We are all so consistently attracted to shiny objects that we miss the real story.
The #17 company on the 2011 Inc. 500, ClearCorrect, develops clear removable braces. They grew revenue from $100,000 to $8.7 million in 3 years.
Valuation Management Group, #22, provides real estate (Yes, real estate) appraisal services for banks and credit unions. They grew revenue from $317,000 to $25.4 million in the past 3 years.
Every state in the country (and across the globe) are filled with great companies like these and the Inc. 500 and 5000 are filled with them. Great because they are growing by making more revenue than they put out in expenses. Business that should not only be admired, but should be studied. Their methods, determination and purpose should be what we all try to emulate.
But we don’t.
We talk endlessly about how much money the latest new idea raised their series A,B,C round of financing. We listen in the echo chamber of blogs and other media to the endless chants of social media and the cloud.
Twitter, for all the good it has done in the world, has not earned revenue that is anywhere near the huge sums that have been invested in it. And there is no clear path to show that it will. Past web darling, Groupon, was nearly insolvent leading up to its IPO despite having raised hundreds of millions of dollars. These are the businesses that capture our attention and our lust.
Sorry to point out the obvious but, envying someone that raised a lot of Venture Capital money is not about building a business. When you consider that most VC’s average a 33% success rate, receiving that money does little to ensure any kind of success for the business. They are bets, chips set out in front of a roulette wheel, waiting for the ball to drop on just a few so they get the returns they want for their funds.

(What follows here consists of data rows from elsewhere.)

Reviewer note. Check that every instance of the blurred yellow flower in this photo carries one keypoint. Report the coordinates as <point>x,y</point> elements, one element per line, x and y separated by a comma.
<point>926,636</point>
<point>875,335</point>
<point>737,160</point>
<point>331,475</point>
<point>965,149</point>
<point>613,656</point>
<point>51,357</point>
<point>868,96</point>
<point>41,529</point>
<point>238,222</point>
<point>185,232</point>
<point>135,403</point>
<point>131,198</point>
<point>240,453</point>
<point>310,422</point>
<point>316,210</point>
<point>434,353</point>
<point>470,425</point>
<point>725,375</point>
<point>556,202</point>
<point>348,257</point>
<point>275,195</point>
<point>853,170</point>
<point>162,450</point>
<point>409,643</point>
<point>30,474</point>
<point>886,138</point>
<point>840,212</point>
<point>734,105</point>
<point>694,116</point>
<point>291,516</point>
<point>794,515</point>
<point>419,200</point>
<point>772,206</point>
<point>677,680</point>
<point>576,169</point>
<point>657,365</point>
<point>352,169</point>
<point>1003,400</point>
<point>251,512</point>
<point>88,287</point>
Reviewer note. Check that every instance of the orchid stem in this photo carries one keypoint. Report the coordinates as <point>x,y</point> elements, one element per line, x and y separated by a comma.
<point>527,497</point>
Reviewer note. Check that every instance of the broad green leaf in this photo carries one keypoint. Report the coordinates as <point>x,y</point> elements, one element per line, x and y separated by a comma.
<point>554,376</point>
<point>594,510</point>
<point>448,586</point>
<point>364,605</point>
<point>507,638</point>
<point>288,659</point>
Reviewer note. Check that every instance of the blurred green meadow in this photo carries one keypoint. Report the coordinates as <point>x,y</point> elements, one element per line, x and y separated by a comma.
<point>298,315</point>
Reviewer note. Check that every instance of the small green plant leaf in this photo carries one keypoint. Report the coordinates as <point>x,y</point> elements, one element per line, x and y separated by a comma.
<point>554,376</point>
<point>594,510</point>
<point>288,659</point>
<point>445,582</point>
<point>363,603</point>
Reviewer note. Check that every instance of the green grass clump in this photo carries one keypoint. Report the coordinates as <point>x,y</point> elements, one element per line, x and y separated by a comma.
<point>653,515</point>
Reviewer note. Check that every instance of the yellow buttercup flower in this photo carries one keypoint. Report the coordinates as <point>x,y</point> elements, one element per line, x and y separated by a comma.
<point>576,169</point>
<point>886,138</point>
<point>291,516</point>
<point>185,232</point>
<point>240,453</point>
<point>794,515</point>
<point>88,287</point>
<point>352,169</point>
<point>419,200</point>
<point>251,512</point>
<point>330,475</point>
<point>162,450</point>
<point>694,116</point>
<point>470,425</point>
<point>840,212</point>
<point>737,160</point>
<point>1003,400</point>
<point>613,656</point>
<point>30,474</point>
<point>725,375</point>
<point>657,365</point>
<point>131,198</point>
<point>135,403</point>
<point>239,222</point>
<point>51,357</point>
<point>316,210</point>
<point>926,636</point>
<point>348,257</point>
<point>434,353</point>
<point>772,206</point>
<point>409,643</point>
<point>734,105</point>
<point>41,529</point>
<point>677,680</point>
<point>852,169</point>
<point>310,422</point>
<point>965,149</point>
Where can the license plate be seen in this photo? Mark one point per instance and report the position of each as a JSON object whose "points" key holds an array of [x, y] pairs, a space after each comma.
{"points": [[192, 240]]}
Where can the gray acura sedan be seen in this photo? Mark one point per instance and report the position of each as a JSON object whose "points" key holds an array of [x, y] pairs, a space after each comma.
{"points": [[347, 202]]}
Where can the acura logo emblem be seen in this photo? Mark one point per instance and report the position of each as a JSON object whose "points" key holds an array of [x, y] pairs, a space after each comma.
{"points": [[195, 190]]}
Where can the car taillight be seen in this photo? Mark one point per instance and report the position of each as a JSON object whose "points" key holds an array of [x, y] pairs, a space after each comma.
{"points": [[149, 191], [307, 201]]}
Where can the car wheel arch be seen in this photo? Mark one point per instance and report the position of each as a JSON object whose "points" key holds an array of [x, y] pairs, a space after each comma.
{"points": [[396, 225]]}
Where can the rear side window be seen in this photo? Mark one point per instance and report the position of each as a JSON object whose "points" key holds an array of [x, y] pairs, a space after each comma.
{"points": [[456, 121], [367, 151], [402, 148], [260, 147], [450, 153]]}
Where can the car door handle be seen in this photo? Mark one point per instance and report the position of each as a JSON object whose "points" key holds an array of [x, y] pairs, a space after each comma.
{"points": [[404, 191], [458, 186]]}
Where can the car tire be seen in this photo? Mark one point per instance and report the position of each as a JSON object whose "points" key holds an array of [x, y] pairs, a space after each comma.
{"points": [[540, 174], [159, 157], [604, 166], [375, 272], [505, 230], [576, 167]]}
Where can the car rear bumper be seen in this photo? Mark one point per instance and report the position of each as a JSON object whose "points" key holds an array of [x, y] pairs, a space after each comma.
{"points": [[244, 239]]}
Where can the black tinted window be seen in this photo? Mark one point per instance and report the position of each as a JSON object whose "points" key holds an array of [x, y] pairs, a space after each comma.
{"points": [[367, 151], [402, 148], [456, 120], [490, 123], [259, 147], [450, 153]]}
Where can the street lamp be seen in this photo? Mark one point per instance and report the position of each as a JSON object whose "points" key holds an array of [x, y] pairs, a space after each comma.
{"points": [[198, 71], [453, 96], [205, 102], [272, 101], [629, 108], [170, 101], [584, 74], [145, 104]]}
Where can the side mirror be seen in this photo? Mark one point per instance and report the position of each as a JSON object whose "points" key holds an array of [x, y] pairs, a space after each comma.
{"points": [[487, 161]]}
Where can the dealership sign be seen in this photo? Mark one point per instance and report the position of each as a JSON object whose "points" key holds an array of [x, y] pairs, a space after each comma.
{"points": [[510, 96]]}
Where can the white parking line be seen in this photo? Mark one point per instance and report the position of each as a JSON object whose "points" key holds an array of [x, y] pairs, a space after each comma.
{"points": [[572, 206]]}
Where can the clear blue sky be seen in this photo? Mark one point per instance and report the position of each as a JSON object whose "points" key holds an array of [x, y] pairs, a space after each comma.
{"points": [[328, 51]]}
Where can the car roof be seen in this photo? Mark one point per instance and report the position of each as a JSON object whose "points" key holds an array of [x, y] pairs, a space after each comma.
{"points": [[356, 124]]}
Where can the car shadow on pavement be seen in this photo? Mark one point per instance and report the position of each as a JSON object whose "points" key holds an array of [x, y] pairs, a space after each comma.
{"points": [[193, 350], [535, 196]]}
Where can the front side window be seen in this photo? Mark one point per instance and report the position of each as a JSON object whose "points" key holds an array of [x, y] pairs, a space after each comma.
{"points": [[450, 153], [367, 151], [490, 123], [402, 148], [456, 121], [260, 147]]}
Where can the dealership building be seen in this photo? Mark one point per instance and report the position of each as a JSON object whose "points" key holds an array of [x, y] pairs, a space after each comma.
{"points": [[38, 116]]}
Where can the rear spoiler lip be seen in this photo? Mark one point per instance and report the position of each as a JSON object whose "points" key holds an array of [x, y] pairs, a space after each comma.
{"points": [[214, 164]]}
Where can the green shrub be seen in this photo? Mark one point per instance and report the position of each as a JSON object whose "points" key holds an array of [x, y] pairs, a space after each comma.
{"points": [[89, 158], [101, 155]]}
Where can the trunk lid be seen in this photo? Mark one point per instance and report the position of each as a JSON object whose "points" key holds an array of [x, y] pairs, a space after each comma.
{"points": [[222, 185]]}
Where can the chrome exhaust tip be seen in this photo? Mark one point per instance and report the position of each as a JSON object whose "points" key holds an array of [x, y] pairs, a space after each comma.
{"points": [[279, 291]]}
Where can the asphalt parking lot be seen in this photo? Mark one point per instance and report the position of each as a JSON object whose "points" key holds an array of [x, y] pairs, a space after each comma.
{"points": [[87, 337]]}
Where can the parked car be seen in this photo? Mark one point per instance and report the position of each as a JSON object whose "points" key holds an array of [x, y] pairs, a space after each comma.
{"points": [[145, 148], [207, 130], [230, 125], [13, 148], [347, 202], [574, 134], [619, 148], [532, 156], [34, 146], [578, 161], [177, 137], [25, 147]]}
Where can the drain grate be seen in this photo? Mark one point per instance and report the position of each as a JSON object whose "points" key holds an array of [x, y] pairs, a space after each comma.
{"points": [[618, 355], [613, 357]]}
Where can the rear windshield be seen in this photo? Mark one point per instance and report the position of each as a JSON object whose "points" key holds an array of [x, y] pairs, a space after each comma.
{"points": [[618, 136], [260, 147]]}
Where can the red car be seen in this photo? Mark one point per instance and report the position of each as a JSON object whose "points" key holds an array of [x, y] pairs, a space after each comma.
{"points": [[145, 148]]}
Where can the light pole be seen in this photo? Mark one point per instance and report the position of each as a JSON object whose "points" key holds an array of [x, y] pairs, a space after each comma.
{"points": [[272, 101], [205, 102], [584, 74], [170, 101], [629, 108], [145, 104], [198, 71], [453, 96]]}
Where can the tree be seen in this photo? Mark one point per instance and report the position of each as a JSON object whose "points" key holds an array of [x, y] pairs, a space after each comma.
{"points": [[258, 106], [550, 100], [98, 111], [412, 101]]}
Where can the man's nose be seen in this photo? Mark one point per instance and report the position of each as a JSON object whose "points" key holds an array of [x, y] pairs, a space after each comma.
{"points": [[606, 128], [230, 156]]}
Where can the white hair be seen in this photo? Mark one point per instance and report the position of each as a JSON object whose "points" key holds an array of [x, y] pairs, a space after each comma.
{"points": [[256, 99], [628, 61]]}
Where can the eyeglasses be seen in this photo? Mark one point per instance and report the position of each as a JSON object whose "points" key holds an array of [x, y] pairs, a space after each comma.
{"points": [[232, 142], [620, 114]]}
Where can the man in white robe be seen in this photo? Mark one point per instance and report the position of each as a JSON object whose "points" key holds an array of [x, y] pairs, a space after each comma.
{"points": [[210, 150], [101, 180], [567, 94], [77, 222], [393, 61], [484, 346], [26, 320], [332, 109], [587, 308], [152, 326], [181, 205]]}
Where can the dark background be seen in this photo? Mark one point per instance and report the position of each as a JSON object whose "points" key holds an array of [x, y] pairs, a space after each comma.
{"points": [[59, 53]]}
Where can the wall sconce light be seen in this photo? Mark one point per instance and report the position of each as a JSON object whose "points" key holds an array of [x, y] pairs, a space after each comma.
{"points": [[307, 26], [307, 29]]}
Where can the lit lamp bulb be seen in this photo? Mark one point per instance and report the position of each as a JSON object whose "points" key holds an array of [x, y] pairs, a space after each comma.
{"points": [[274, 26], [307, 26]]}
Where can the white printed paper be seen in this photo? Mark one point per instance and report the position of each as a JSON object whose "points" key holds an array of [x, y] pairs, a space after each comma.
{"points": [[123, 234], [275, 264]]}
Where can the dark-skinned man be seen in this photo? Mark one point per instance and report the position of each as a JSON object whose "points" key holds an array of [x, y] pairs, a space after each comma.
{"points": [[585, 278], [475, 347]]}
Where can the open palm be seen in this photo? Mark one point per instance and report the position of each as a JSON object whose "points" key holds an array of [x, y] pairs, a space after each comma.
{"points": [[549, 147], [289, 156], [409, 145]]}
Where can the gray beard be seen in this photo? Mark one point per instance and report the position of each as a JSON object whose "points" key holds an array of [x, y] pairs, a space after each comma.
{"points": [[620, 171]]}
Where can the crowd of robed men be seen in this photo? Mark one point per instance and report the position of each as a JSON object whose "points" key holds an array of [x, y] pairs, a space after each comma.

What I propose… Let’s celebrate the operators. The business leaders that build businesses that endure. That use their profits to hire. That are driven to build a lifestyle for themselves and for those that work with them that would like to find a place where they can work for their entire career. That are not waiting for the company to be flipped like a speculative real estate investment. Who make the hard choices to make cuts so they can ensure the business survives in tough times. Who build relationships with customers instead of counting users. They have the lessons and skills you really can use. Today.
The best businesses in this country no longer fit into the ideal of what too many think is success in business and life. That needs to change.